TV Rewind: Why Avatar: The Last Airbender’s Bold Animation and Fearless Politics Remain Essential
Photo Courtesy of Nickelodeon
Editor’s Note: Welcome to our TV Rewind column! The Paste writers are diving into the streaming catalogue to discuss some of our favorite classic series as well as great shows we’re watching for the first time. Come relive your TV past with us, or discover what should be your next binge watch below:
When I first saw Avatar: The Last Airbender, I watched it through Netflix, but the old-fashioned way: by getting individual DVDs in the mail, each containing four to six episodes before I’d need to mail it back and order a new one. Now, as I watch it through the massive streaming service Netflix has become, The Last Airbender remains the same show I’ve always loved. It’s just as consistently beautiful, intense, profound and hilarious as I remember, balancing each element as well as the Avatar balances water, fire, earth, and air.
But as I’ve grown, and as my younger sister experiences the show for the first time, I’m finding new, different ways to connect to The Last Airbender’s stories and characters. The warring nations are no longer just a backdrop for cool battles (although damn, those battles are still so cool), but contain different political ideologies and structures based directly on the real world. I’ve grown to relate to more of its characters’ struggles and triumphs. Above all, the show’s unwavering message of choosing good over evil is more potent than ever.
Immediately, The Last Airbender felt distinct from the other cartoons I watched at the time. Unlike Spongebob Squarepants, The Fairly Oddparents or Jimmy Neutron, this show had a strict narrative, without a single episode being unimportant to the overall plot. I noticed how in the Pokémon anime, Ash and co. would meet a new friend and always promise to meet again someday at the episode’s end. They almost never did.
In Avatar, they mean it. Every action has far-reaching consequences, not just on a wide, geopolitical scale but even in how different characters view one another. Avatar: The Last Airbender was the first show to trust that my age range could understand and enjoy a complex, increasingly mature story, and it was right. As has always been the case, kids—even those with developmental disabilities—can understand a lot more than adults give them credit for, at times being able to view characters and plot points with more nuance than perhaps more narrow-minded parents.
Still, as I’ve rewatched the show, gaining more understanding about politics and media have changed my perspective on it. The last time I watched the show was when I was around 13, as one of the first shows I introduced to my younger sister, who was around five years old at the time. And although I recall her enjoying it, she was also too young to remember anything but the most vague, abstract structure of the show. We both started rewatching it together when it hit Netflix’s streaming service in May, and although my sister began watching with a nearly complete blank slate, The Last Airbender is also a radically different show from how I remember it.
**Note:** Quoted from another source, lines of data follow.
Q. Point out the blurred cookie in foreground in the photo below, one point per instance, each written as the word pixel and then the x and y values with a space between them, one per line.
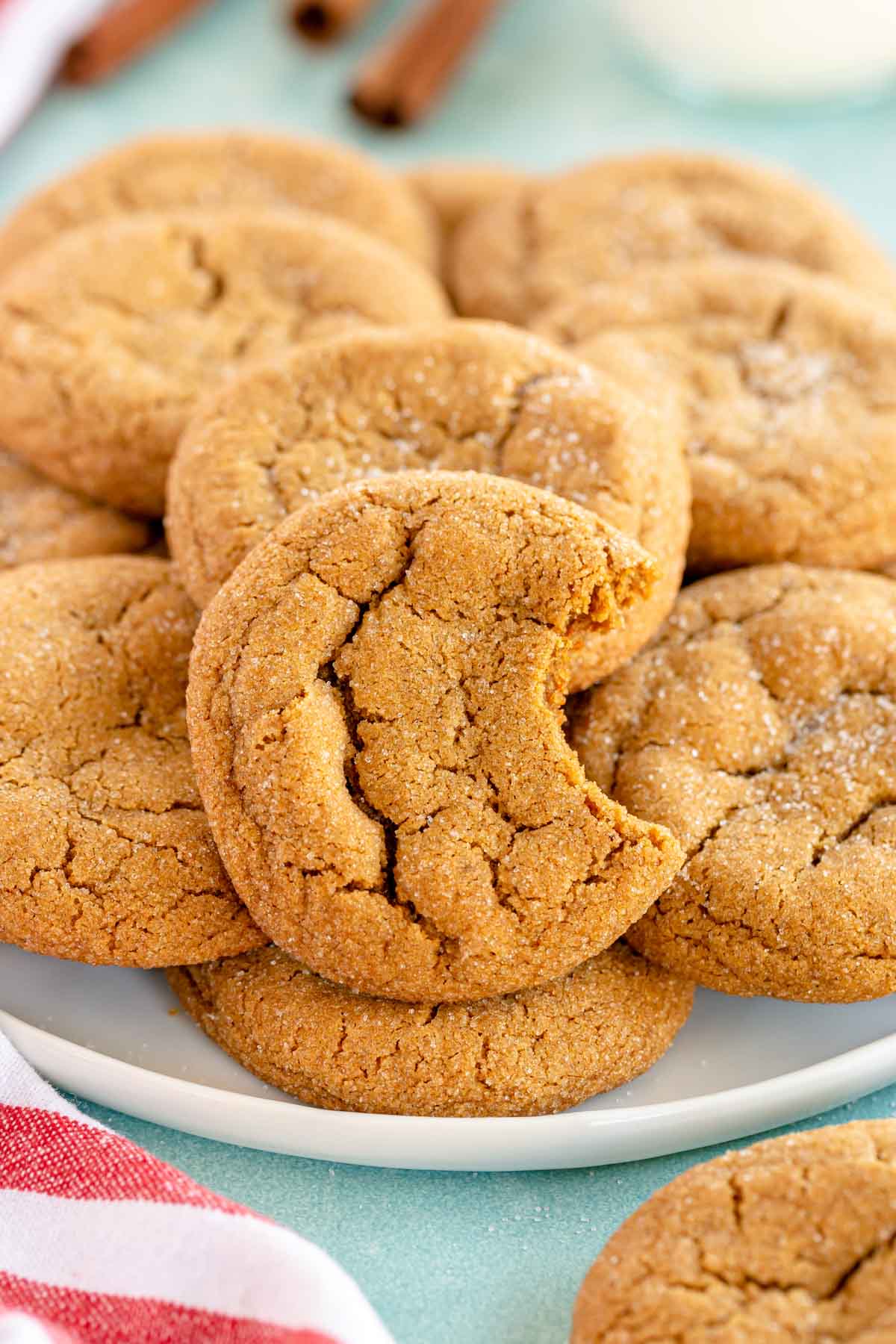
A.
pixel 375 717
pixel 761 727
pixel 785 381
pixel 217 171
pixel 40 520
pixel 108 856
pixel 547 241
pixel 457 396
pixel 453 190
pixel 527 1054
pixel 790 1239
pixel 113 332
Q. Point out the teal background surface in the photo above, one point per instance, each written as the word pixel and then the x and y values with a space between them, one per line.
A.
pixel 452 1258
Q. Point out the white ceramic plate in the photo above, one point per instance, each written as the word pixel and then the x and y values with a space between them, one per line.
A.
pixel 738 1068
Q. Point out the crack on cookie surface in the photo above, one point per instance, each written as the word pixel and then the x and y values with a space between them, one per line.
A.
pixel 408 754
pixel 778 774
pixel 108 853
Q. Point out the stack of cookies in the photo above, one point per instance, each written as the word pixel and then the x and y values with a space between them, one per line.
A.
pixel 450 797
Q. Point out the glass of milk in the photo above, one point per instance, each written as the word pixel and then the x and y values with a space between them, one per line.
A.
pixel 768 49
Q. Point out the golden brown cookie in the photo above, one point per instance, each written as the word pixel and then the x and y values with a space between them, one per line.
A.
pixel 40 520
pixel 790 1241
pixel 761 727
pixel 375 712
pixel 785 381
pixel 107 853
pixel 600 222
pixel 461 396
pixel 527 1054
pixel 111 334
pixel 452 191
pixel 220 169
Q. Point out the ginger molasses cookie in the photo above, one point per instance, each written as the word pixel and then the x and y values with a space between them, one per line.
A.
pixel 790 1239
pixel 111 335
pixel 461 396
pixel 526 1054
pixel 40 520
pixel 602 221
pixel 761 727
pixel 452 191
pixel 107 853
pixel 220 169
pixel 786 385
pixel 375 712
As a privileged, white, middle-class kid, I didn’t really need to worry about politics growing up. I knew some people hated the Obama administration while others adored it, but anything I heard about it was an incomprehensible babble of political mumbo jumbo. When I was 16, something happened that changed that—on November 8, 2016, Donald Trump became President Elect of the United States. The morning after, my teacher broke down before class started. Fights broke out in the hallway between students of opposing ideologies. Some teachers tried to act like everything was normal; others spent the entire bell ranting for or against the upcoming leadership; another came into class, eyes burning red from tears, and gave us a bunch of pointless assignments to busy ourselves with while he sat silently at his desk. Politics were no longer something I could comfortably ignore. From then on, they were everywhere.
Even, as it turns out, in my favorite media.
While many forms of media, especially videogames, claim complete political immunity nowadays in order to not alienate any possible audiences, The Last Airbender thrives in its politics. Katara calls her brother sexist within the first five minutes of the premiere, and although its fantasy setting keeps it from directly calling out any political figures at the time, one can certainly draw comparisons between the insidious counselor to the Earth King, Long Feng (Who, by the way, literally says the word “political.” Can you imagine the reaction to that under today’s rage-fueled Internet?!) and the similar puppet-master/ vice president at the time, Dick Cheney.
But the political comparisons go far beyond those of when it was made. Politics have always been a cyclical discussion, and many of the issues The Last Airbender tackles in-depth are ones that have once again reared their ugly heads in 2020: Governments, particularly the Earth Kingdom, refusing to acknowledge the threats of oncoming destruction, lest it disturb their way of life certainly rings a bell with leadership across the country and globe, doesn’t it? “There is no war in Ba Sing Se” sounds a hop and a skip away from leaders and citizens alike proclaiming global warming, racial injustice, and our newest threat COVID-19 as nothing more than overreactions from the radical left, if not entirely made up.